The winner(s) of the Nobel Prize in physics will be announced this morning. Now, since this is being written yesterday, I don’t know who’s going to win. Still, I can say with some certainty, it’s not me. Damn.

It may well be the case that at some unspecified point in an undefined future my brilliance will be realised by the wider Physics community and the appropriate accolades awarded. Or not.

Actually “not” is probably a shade more likely. “Brilliance” is not really my thing. I’m more, well, “lazy” — doing things is terribly crass, you know. Plus, I don’t like to give people unreasonable expectations by showing any achievement and/or progress.

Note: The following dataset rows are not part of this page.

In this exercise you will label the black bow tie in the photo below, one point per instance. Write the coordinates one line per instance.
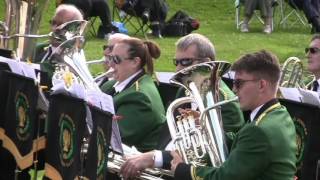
(315, 86)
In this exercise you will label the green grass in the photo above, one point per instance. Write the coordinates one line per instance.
(217, 23)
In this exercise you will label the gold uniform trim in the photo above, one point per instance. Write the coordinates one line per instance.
(51, 172)
(260, 118)
(39, 143)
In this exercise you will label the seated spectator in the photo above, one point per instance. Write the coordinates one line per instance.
(93, 8)
(154, 11)
(311, 9)
(265, 7)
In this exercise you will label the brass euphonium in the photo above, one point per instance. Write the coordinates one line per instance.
(22, 23)
(192, 140)
(69, 54)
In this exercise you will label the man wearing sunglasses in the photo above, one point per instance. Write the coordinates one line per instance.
(190, 50)
(313, 55)
(265, 147)
(64, 13)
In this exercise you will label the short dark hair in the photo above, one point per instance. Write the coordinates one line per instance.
(315, 36)
(262, 64)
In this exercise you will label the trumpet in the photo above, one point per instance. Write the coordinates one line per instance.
(191, 140)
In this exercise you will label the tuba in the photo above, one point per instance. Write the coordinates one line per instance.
(22, 22)
(194, 140)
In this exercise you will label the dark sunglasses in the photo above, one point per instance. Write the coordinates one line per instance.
(237, 83)
(53, 22)
(312, 50)
(185, 61)
(110, 47)
(115, 59)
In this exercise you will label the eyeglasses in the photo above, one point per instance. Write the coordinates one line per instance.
(185, 61)
(53, 22)
(109, 47)
(312, 50)
(237, 83)
(115, 59)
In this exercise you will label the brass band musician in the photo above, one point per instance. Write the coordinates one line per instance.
(136, 98)
(64, 13)
(190, 50)
(313, 55)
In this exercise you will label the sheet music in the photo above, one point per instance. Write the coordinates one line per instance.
(100, 100)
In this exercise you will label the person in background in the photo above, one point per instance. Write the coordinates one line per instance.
(190, 50)
(265, 7)
(64, 13)
(266, 147)
(94, 8)
(136, 99)
(107, 49)
(153, 11)
(313, 55)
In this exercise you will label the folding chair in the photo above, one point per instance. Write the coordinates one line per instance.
(128, 18)
(93, 31)
(239, 3)
(294, 11)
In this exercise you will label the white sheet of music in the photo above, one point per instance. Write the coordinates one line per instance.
(310, 97)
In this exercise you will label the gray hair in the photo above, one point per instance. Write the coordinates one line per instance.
(204, 46)
(73, 12)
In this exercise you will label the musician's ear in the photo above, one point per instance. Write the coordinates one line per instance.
(263, 84)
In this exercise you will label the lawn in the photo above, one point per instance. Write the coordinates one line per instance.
(217, 23)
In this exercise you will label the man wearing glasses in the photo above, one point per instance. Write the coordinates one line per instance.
(264, 148)
(313, 55)
(190, 50)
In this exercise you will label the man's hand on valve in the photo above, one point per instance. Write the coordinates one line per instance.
(135, 164)
(175, 161)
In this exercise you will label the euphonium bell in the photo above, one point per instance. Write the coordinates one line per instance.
(192, 140)
(22, 18)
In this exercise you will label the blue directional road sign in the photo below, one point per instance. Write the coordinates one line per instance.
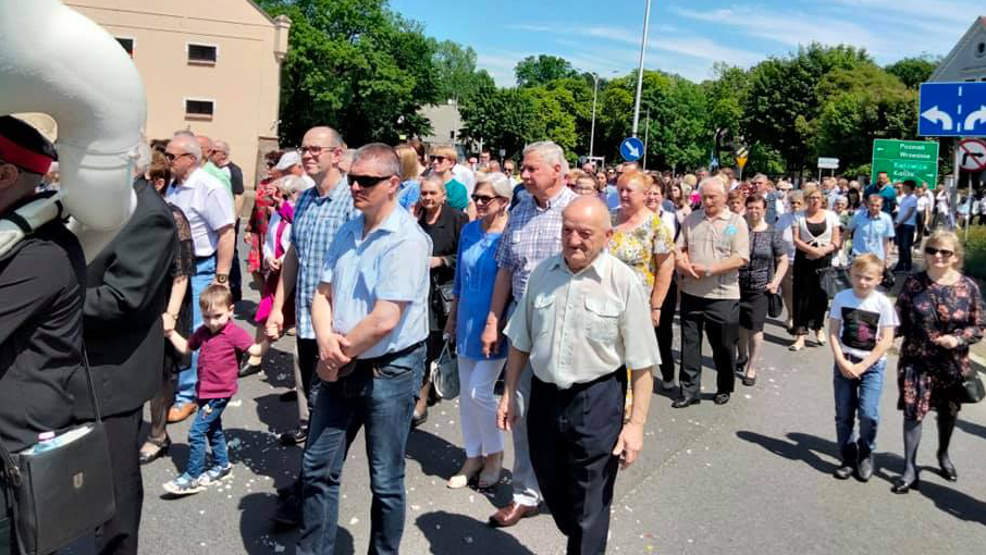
(952, 110)
(632, 149)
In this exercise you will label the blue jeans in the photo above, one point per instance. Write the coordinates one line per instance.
(205, 272)
(208, 425)
(862, 395)
(383, 402)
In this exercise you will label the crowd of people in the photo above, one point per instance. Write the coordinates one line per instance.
(563, 283)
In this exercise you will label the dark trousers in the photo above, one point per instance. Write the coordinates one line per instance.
(119, 534)
(905, 240)
(720, 318)
(665, 333)
(572, 433)
(810, 300)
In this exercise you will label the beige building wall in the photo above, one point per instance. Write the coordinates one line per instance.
(243, 83)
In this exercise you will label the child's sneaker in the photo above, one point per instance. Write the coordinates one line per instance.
(216, 474)
(184, 485)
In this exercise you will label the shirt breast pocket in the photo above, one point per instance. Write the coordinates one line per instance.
(602, 320)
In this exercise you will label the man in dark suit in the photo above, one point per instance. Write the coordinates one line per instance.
(127, 284)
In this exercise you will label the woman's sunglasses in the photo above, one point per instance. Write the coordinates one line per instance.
(932, 251)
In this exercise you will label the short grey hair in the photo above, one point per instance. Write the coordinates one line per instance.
(550, 152)
(383, 155)
(712, 181)
(291, 184)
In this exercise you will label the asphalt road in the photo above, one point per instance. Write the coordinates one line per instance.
(753, 476)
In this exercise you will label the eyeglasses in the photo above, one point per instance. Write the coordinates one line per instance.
(367, 181)
(932, 251)
(314, 150)
(172, 157)
(483, 199)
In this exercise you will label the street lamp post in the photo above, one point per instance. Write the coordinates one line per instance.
(640, 72)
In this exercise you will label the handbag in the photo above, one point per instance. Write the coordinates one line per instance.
(445, 373)
(775, 304)
(972, 390)
(64, 492)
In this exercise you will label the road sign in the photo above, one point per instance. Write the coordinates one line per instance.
(952, 110)
(973, 155)
(631, 149)
(902, 160)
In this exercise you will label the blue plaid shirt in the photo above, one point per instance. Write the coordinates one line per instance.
(532, 234)
(316, 221)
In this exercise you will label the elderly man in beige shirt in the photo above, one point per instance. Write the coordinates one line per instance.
(713, 244)
(583, 317)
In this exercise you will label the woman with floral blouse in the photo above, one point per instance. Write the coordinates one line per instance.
(941, 314)
(644, 243)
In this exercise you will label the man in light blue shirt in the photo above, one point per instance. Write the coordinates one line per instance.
(371, 320)
(872, 230)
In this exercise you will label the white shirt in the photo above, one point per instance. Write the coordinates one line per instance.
(208, 207)
(860, 320)
(580, 327)
(271, 238)
(908, 204)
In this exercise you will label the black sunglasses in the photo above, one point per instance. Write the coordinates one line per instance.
(945, 253)
(482, 199)
(172, 157)
(367, 181)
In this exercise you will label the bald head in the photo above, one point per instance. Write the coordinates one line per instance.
(586, 230)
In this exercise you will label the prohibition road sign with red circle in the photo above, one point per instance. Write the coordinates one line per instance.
(973, 155)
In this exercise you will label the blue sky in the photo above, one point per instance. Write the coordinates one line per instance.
(687, 36)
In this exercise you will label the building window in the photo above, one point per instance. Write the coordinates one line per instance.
(127, 44)
(202, 54)
(200, 110)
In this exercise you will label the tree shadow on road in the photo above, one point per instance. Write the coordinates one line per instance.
(256, 510)
(455, 533)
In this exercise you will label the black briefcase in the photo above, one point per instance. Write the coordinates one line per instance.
(61, 494)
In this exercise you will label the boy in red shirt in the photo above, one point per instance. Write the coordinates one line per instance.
(220, 343)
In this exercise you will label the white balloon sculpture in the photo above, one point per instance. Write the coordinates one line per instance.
(56, 61)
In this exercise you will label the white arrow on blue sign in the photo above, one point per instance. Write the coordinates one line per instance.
(952, 110)
(632, 149)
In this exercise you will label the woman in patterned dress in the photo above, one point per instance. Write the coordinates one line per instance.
(642, 241)
(264, 205)
(941, 314)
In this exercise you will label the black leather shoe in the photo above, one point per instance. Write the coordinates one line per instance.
(865, 470)
(947, 468)
(296, 436)
(684, 402)
(843, 472)
(901, 487)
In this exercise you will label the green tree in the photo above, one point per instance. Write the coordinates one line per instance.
(913, 71)
(538, 70)
(355, 65)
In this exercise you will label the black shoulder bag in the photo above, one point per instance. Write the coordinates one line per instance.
(63, 493)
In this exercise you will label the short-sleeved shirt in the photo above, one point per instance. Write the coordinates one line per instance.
(708, 241)
(581, 326)
(218, 359)
(636, 247)
(390, 264)
(532, 234)
(207, 205)
(869, 232)
(860, 320)
(475, 275)
(316, 221)
(908, 203)
(456, 195)
(765, 248)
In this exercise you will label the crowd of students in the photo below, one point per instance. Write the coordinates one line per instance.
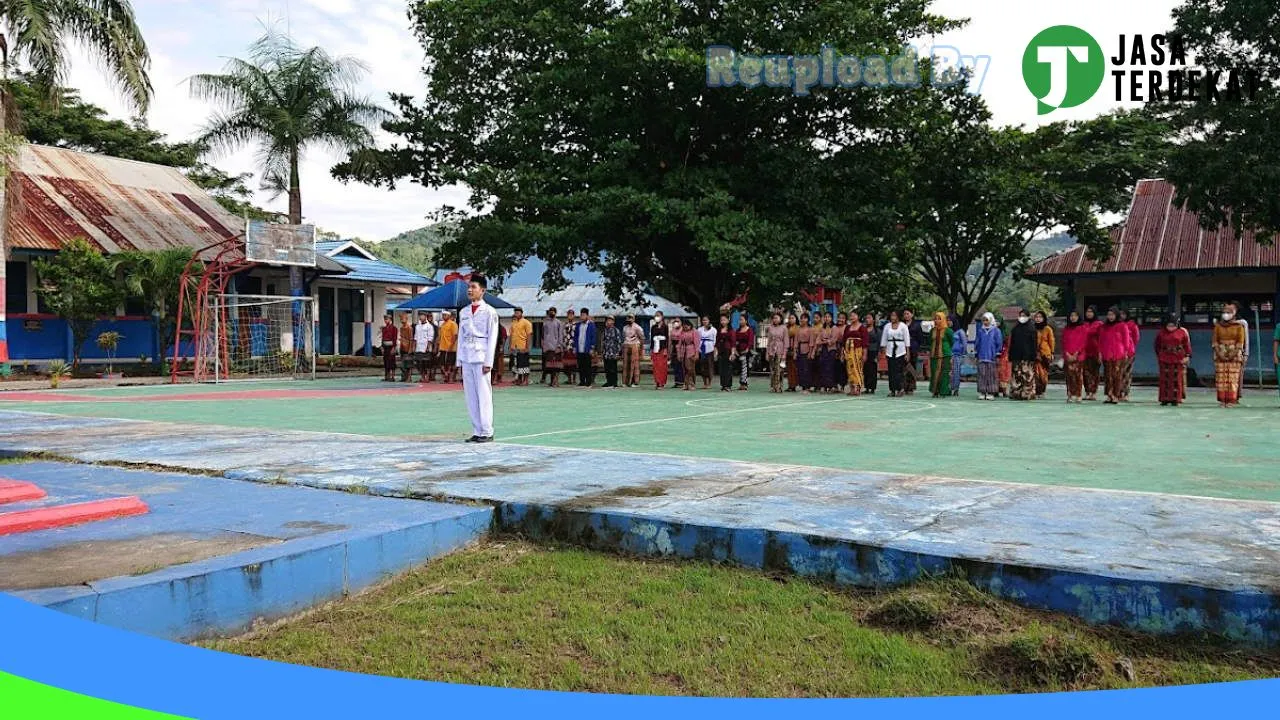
(840, 352)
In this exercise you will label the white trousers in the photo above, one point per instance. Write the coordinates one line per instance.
(479, 392)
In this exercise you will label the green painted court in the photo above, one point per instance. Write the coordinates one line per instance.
(1196, 450)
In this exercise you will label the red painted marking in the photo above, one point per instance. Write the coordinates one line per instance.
(18, 491)
(72, 514)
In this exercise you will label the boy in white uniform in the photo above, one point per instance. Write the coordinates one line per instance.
(478, 341)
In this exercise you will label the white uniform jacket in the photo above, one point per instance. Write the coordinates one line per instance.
(478, 335)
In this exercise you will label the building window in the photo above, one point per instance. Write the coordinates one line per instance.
(1203, 309)
(1143, 309)
(16, 287)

The future failure of a Nobel Prize to land on my mantelpiece is not a recent discovery — I’ve been aware of my numerous limitations/inadequacies/nervous tics for a while. However, given the events of the wider world, it seemed appropriate to air this particular neurosis today.

What is the point of academic endeavour? In some ideal world (which is to say, not this one) we pursue abstract thought for no other purpose than its own. We seek knowledge for the sake of knowledge, for sake of curiosity.

In such a world, the reward for hard work is understanding. There is a peculiar pleasure in seeing the world and its contents through progressively sharper lenses, a pleasure that is, I suppose, without compare.

For some that feeling is enough. No other recompense is needed. To know is sufficient.

In my more wistful (and less honest) moments I like to pretend that all that drives me is this quest for wisdom, that all I wish is for the world to be explained and for me to understand the explanation. In reality, though, I want glory.

I don’t just want to know stuff. I want other people to know that I know stuff. And for them to know that because I know more than they know, I’m better.

Even leaving aside the notion of being worshipped (see my summer column “Small Gods,” Aug. 17) by the hoi polloi, one would still like to be placed on a pedestal by one’s peers.

And it’s not just being placed above. There’s also fear to think about. Apparently (by which I mean, someone once told me in a bar), there’s a phenomenon called the “impostor syndrome.” The idea is (and again, person in bar is the source), many academic folk live in constant fear of failure, of being exposed for the fakes that they believe they are.

I figure this sort of attitude applies to well over half the people I know, and if I restrict myself to Ph.D. students in theoretical physics, it’s probably upwards of 80 percent. That’s scary. And it really is at the heart of the terror of grad school.

Your humble columnist (wow, that’s a lame cliche), and many wiser people, have observed that graduate school is ultimately a journey to know less and less about more and more: You undergo ridiculous levels of specialization along with gaining a gradual awareness of just how much you are unaware of.

But that shrinking/growing is not enough to destroy your soul by itself. No, what really brings you down is the floundering feeling of inadequacy that couples itself to your academic career.

And so we crave reassurance — sure, knowledge, understanding and enlightenment are the goals, but without something to cheer you on, it’s damn hard not to collapse along the way.

With that in mind, the realisation that the chances of being recognised, of being acknowledged, of being praised are basically non-existent is a particularly nasty blow. And one that is hard to recover from.

Ultimately I suppose that if you’re not an Albert Einstein, a Cornel West or a Howard Bloom, you are probably doomed to both feel inadequate and never to be told otherwise.